As this work demonstrates, we are not interested in fan labor solely as sources for data, but also as rich and challenging sites for methodological exchanges. The intellectual production of fans has been acknowledged and celebrated; indeed Henry Jenkins’s now-classic text on fan cultures, Textual Poachers, highlights the intelligence of audiences and the seriousness of their responses, which engage in familiar practices of literary criticism. Yet to Jenkins, while fans do work that is critical and interpretive, their criticism “is playful, speculative, subjective” and directed to the fan community (284). We see our methodology as a gesture toward the possibility of digital humanities to engage this playful approach seriously, and to consider the importance of the relationships between fans and other interpretive communities.
With academics and fans less strictly monitoring their boundaries in this era of convergence, and with scholars using digital techniques that may formerly have been dismissed as too “playful” or not seriously analytical, a reconsideration of the fan/scholar relationship and possibilities of exchange (or poaching) is called for. Visualization and mapping are widely circulated by fans broaching similar themes to those we explored. In toggling between an episodic mode of analysis and a mode that exceeds the episode, we rely on the community and labor of fans, appropriating their knowledge as the basis of our inquiry. What this suggests is that the digital humanities can anticipate not just a new kind of appreciation of the fan but an acknowledgement of the rich, intellectually productive, and rigorous strategies of knowledge making that new scholarship exploits in its interpenetrative incursions into the terrain of fandom.
References
Jenkins, H. (1992). Textual Poachers: Television Fans & Participatory Culture. New York: Routledge.
Jenson, J. (1992). Fandom as Pathology: The Consequences of Characterization. In Lewis, L. A. (ed), The Adoring Audience: Fan Culture And Popular Media. London: Routledge, 9-30.
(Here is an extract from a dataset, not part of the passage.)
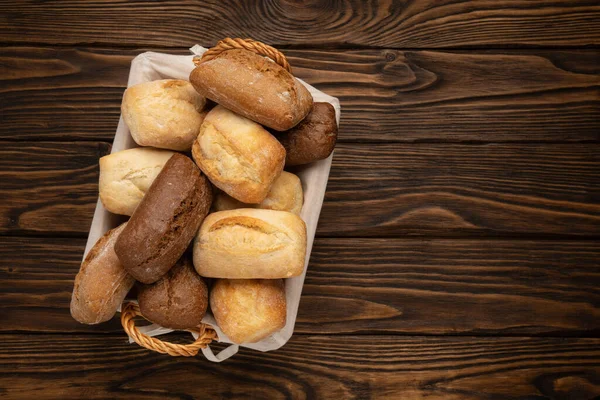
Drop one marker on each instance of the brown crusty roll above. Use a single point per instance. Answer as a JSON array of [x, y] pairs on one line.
[[250, 244], [165, 221], [166, 113], [285, 195], [178, 300], [102, 283], [248, 310], [238, 155], [312, 139], [125, 177], [253, 86]]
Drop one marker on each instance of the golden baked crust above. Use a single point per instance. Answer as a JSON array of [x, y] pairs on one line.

Moretti, F. (2011). Network Theory, Plot Analysis. Stanford Literary Lab Pamphlet #2.http://litlab.stanford.edu/LiteraryLabPamphlet2.pdf.
Moody, J. (2001). Race, School Integration, and Friendship Segregation in America. American Journal of Sociology, 107(3): 679–716.
Samuels, L., and J. McGann (1999). Deformance and Interpretation, New Literary History, 30(1): 25-56.
Notes
1. Our interest in using social network graphs specifically to look at racial interaction was partly inspired by James Moody’s 2001 study of integration in high schools, in which he used social network graphs to make visible certain trends of friendship formation between high school students.